Wayside Crosses of Warsaw
Making our way toward Warsaw, the Polish immigrant community in Walsh County, we knew there were some wonderful historical attractions in store. The centerpiece, of course, is the great red-brick church, St. Stanislaus, so stunning on the prairie horizon, and its interior so chock-full of wonderful religious art, including, of course, a magnificent stained glass window devoted to the patron saint of the Poles himself.
Not so well known are the fascinating cast iron grave markers in the cemetery, manufactured by Charles Andera, of Spillville, Iowa. One of them has that puzzling skull-and-crossbones motif on it, which I hope someone someday will be able to explain to me. These are fabulous artifacts under our noses.
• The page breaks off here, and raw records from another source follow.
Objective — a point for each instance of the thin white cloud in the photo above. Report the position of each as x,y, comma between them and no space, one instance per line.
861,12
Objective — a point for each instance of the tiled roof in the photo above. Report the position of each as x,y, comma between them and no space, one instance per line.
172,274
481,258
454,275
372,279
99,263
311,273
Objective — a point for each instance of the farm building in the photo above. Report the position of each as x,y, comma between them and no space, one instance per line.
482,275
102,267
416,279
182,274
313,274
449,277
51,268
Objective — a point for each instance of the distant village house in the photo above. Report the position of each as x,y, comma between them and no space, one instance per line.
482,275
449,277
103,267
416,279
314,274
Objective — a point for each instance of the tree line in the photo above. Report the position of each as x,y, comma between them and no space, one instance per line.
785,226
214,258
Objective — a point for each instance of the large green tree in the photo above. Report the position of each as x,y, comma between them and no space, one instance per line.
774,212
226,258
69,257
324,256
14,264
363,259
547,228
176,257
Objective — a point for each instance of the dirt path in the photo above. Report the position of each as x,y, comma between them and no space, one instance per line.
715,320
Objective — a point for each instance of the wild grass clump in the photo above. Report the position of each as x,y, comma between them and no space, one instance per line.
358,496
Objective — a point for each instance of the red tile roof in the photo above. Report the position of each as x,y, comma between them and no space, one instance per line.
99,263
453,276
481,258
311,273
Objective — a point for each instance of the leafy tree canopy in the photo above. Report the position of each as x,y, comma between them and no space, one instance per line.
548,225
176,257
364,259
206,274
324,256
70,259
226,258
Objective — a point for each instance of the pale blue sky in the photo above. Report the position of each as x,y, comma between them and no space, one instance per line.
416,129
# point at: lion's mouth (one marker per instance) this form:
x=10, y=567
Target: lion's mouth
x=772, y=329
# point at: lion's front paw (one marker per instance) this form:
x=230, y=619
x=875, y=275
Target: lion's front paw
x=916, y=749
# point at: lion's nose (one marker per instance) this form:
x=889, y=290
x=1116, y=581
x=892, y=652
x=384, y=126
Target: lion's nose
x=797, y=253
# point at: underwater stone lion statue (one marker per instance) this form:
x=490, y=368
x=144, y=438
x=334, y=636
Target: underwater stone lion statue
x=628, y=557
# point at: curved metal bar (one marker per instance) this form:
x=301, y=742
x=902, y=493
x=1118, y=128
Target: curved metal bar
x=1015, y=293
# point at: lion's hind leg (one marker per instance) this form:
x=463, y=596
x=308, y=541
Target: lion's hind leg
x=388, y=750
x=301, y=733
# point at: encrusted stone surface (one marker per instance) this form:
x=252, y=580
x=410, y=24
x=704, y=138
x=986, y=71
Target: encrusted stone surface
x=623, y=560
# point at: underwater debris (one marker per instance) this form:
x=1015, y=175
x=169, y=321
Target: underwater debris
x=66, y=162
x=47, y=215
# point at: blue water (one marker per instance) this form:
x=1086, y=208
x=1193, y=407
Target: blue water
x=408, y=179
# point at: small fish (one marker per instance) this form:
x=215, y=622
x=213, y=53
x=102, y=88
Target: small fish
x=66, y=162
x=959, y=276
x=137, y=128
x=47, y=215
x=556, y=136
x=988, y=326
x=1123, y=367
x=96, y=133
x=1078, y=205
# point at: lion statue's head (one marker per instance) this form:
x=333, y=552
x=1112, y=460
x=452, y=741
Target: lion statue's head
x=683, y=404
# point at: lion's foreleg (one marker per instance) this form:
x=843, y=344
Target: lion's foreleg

Around town we discovered the family monument to Kiedrowski’s store and the impressive old Warsaw Hall.
Then, in the countryside roundabout, we went looking for something mentioned, tantalizingly, in the WPA guide to North Dakota, published in 1938. The guide reads,
On ND 44 to the junction with a graveled road. In a triangle formed by the junction is a CRUCIFIX. On a base of natural boulders, in summer the clear, marble-like whiteness of the cross and canopied figure stands out in contrast with the green of the surrounding countryside.
That reference led us to a site just west of I35 and a few miles east of Warsaw, where we found, sure enough, a crucifix atop a pole, a rough plaque on the pole reading,
WAYSIDE SHRINE / ERECTED BY PIONEER POLISH IMMIGRANT LAWRENCE MOZINSKI IN 1910 / VINCENT & ISABEL GRANANSKI FAMILY PAINTED & PLANTED FLOWERS / LATER YEARS, EARL & LYDIA PLUTOWSKI FAMILY TOOK CARE OF IT / IN 1969, BIG WIND TOPPLED THE CROSS & BROKE IT / A NEW CROSS WAS ERECTED BY ANTON & MARGARET MOZINSKI / CHILDREN FLORIAN, STEVEN, HENRY, SARAH & FRANCES. / CURRENT CARE TAKERS WALLY EBERTOWSKI AND GLORIA KOLTES / CHILDEN OF SARAH WOZINSKI EBERTOWSKI / GRANDCHILDREN OF ANTON WOZINSKI.
Reached by telephone, Wally Ebertowski confirmed that he was one of the family members taking care of the wayside cross, as they call it. By exploring the countryside, and also by talking further with Mr. Ebertowski, we came to learn there actually are seven wayside crosses arranged across about a township of terrain surrounding Warsaw, each one erected early in the 20th century and maintained ever since as a family tradition.
This is a tradition transferred directly from the old country, as the erection of wayside crosses has both a long history and continued currency in Poland. Polish immigrant enclaves across North America have made their own wayside crosses, too. The complex of wayside crosses around Warsaw, North Dakota, is unknown outside the locality, but what a stunning display of prairie piety they constitute.
Mr. Ebertowshi says, “A lot of people as they would go by, they would stop, some would pray, some just tip their hats.” His father, he recalls, commonly would stop at a cross on the way to town and, ritually, “take off his hat and say a prayer.” Of the cross under his care, he says, “I promised my mom we would maintain it.”
It’s not enough just to say, Oh, what a charming, old-country custom this is. Every one of these wayside crosses has a story, and I want to know every one of them. Every such story, recorded and told, enriches us as people of the plains.